Growth mixture modeling (GMM) with maximum likelihood estimation was used to identify latent classes (i.e. subgroups of patients) based on their distinct levels of interference of pain with walking—from before TKA until 12 months after. GMM allows for the estimation of more than 1 growth curve, for previously unidentified subgroups that change differently over time. A growth curve can be defined by an intercept and one or more slope coefficients. The intercept represents the estimated mean of pain-related interference with walking on the day before surgery for each class. The slope(s) represent(s) the estimated amount of change, per unit of time, in pain-related interference with walking over the 12 months after surgery.
Because the change over time had both a statistically significant linear component and quadratic component, we estimated coefficients for the intercept, a linear slope, and a quadratic slope for time coded in weeks. A single growth curve representing the mean change trajectory was estimated. Competing models with different numbers of latent classes were compared statistically to determine whether they provided a better model fit over the previous model. A lower Bayesian information criterion (BIC) and a statistically significant Vuong-Lo-Mendell-Rubin (VLMR) likelihood test suggest a better model fit (Nylund et al. 2007, Jung and Wickrama 2008).

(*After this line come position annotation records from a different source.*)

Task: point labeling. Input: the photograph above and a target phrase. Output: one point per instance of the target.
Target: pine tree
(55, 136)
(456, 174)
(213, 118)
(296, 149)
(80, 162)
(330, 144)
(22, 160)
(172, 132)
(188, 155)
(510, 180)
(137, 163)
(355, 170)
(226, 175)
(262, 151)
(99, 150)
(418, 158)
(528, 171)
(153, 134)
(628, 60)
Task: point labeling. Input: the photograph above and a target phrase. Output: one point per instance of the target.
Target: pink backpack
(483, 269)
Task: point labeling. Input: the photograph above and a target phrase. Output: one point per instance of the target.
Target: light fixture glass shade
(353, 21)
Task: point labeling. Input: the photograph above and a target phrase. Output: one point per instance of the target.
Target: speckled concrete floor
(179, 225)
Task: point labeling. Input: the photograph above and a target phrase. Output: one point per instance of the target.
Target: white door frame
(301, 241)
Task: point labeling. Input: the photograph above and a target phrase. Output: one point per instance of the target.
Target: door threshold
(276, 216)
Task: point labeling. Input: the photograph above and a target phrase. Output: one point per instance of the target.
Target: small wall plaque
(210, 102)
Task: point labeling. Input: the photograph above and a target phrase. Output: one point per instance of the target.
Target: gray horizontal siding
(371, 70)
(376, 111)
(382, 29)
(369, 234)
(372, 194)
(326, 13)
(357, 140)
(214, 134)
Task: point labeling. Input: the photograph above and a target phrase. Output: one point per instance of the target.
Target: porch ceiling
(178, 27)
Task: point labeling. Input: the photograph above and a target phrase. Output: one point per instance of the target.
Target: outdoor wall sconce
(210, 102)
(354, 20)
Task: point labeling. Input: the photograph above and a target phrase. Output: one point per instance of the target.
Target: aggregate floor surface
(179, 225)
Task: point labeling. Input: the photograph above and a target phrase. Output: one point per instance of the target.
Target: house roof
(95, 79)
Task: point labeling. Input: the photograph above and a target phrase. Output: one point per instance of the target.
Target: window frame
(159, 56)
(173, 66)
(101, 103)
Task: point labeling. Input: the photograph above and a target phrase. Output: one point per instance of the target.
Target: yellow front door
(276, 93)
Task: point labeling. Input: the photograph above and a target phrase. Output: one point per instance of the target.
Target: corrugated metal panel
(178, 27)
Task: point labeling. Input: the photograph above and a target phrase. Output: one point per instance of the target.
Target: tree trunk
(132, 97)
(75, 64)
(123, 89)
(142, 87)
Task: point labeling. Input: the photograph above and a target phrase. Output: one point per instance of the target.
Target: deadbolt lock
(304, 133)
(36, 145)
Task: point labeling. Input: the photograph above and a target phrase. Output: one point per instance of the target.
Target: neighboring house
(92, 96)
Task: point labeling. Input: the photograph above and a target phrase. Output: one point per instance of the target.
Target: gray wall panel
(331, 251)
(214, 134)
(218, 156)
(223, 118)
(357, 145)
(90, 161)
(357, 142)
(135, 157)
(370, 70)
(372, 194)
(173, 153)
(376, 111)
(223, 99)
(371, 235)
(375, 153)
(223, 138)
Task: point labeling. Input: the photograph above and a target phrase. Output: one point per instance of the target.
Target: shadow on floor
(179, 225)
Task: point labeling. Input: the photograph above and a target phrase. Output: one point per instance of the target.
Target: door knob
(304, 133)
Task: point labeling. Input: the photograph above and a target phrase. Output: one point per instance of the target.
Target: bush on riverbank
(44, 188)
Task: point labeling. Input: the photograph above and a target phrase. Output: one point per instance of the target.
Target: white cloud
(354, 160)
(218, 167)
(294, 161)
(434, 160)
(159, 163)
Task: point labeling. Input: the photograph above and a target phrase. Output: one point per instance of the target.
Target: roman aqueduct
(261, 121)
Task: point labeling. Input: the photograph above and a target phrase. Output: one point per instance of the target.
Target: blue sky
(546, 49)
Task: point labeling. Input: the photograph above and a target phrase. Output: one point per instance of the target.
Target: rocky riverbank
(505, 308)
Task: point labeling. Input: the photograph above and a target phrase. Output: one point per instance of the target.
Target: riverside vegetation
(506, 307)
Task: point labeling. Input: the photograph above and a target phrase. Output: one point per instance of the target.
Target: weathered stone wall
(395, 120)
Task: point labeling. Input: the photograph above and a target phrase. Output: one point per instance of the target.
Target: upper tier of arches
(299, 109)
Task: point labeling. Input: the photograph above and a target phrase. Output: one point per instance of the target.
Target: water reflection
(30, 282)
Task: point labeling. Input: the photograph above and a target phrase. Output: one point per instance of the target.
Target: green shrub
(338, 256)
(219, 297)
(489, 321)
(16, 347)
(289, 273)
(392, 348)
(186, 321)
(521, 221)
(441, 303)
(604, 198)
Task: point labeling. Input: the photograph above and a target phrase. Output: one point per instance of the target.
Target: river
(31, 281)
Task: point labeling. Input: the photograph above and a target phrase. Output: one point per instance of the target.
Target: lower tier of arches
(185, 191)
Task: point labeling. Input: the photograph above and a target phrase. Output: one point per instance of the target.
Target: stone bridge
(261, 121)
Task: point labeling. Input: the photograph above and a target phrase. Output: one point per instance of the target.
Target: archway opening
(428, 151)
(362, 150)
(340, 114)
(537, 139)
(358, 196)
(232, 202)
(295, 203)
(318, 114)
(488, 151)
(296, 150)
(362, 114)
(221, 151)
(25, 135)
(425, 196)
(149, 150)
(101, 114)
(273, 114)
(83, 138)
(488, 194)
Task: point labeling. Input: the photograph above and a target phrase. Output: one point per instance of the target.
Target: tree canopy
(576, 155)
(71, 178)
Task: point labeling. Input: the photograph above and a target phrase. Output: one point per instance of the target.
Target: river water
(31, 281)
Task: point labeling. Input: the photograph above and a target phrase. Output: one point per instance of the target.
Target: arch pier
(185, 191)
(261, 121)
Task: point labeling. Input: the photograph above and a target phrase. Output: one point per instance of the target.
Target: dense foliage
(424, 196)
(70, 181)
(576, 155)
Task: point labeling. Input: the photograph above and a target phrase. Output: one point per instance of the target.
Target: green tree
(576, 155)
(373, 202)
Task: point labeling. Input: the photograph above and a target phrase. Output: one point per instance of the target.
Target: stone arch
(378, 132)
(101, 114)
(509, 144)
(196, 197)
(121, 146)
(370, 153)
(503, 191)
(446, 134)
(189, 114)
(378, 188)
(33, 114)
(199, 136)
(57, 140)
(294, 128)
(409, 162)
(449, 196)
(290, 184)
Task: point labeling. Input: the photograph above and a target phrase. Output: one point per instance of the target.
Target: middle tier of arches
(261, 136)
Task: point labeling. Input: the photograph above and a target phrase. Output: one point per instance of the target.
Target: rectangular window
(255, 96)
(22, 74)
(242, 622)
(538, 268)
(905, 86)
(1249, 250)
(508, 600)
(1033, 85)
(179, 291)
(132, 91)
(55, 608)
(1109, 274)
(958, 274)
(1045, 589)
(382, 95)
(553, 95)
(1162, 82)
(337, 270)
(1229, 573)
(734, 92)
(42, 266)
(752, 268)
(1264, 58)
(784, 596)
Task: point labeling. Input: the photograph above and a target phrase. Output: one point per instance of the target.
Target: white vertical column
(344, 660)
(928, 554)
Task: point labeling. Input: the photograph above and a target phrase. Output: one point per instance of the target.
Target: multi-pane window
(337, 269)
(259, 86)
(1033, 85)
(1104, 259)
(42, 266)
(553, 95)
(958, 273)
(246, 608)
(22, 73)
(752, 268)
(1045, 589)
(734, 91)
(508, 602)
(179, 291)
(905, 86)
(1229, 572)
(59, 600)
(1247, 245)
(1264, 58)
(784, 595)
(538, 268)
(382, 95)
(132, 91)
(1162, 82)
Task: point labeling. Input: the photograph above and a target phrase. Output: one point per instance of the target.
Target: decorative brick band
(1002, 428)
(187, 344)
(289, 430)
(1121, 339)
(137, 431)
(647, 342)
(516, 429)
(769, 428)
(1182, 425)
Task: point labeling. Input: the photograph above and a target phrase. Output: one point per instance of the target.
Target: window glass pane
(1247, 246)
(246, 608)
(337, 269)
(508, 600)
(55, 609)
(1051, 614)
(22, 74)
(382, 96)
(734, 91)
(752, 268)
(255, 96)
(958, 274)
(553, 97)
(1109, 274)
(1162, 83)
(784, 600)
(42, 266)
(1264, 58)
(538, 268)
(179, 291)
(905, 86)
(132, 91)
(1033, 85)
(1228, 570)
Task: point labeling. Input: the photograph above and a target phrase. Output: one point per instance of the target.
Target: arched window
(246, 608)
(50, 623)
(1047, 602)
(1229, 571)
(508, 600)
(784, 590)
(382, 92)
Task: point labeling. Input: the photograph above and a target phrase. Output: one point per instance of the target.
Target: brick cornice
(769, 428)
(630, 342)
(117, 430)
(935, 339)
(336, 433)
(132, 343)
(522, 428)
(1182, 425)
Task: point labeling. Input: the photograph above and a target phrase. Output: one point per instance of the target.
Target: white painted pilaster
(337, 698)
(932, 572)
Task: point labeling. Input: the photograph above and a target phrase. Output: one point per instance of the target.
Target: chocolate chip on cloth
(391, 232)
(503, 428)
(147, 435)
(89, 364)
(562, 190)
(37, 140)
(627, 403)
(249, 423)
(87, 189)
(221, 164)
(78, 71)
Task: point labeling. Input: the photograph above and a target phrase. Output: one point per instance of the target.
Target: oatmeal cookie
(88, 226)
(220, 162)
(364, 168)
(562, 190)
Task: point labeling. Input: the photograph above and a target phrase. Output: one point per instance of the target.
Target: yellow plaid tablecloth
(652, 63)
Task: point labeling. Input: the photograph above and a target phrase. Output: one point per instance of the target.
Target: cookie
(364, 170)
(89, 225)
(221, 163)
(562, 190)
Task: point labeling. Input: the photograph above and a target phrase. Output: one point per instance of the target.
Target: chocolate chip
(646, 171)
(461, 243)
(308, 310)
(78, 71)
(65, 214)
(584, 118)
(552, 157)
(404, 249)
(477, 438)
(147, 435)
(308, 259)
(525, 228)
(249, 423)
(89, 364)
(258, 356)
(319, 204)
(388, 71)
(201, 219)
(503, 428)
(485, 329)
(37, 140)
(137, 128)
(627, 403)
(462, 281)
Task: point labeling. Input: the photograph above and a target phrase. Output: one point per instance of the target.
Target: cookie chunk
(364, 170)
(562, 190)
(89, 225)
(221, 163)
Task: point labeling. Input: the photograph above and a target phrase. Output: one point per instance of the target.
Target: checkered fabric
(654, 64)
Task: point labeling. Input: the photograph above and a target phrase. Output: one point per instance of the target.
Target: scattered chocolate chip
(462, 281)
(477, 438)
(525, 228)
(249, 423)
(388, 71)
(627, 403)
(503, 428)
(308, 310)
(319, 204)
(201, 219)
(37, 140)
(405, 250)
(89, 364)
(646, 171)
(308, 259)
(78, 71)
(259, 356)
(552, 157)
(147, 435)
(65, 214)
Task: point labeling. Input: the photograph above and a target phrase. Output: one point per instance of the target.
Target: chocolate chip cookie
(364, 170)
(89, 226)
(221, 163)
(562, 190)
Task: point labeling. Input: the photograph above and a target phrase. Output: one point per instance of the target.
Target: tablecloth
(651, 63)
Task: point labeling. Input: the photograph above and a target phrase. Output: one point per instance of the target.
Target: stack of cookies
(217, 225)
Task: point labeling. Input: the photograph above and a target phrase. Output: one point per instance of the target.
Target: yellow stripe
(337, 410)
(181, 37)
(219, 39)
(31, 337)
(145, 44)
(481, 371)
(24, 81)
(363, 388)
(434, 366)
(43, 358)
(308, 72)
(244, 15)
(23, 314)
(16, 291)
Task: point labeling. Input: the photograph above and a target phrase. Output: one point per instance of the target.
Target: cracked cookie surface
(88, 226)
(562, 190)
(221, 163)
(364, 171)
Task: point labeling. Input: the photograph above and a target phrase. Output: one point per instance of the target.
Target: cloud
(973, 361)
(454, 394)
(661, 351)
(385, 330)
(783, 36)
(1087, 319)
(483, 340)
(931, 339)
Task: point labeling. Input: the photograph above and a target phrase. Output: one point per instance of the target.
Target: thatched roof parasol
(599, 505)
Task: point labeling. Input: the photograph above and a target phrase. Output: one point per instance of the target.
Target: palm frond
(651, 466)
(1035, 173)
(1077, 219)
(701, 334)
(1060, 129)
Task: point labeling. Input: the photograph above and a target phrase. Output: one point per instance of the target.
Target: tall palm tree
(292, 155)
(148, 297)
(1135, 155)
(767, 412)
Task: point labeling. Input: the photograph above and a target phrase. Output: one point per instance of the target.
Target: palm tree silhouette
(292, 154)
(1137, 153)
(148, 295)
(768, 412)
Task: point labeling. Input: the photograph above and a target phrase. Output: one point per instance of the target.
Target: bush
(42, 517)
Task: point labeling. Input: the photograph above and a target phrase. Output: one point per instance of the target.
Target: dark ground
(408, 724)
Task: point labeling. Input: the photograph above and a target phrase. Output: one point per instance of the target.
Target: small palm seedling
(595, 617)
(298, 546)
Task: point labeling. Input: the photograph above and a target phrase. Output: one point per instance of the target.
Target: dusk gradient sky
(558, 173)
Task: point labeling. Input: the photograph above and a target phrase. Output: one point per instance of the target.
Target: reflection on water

Finally, visual inspection of plots of predicted values against observed values was performed. Any p-value of <0.05 was considered statistically significant.
With GMM, effects can be estimated using all cases even if some assessments are missing through the use of full-information maximum likelihood (Schafer et al. 2002) with the expectation-maximization algorithm (Muthén and Shedden 1999, Enders 2010). This method provides unbiased parameter estimates as long as the missingness can be ignored. Missingness in this study was not associated with previous measures of interference with function or covariates in the study.
Ethics
The study was approved by the Regional Medical Research Ethics Committee of Health South East of Norway (no. 2011/1755).
Results
Of the 245 patients who were invited to participate, 33 declined and 6 had their surgery cancelled. 206 patients agreed to participate and were enrolled in the study. After enrollment, 2 patients were excluded due to postoperative disorientation and 1 patient was excluded due to revision surgery on the same knee. 1 patient died from postoperative complications, leaving 202 patients (98% of the included participants) for analysis.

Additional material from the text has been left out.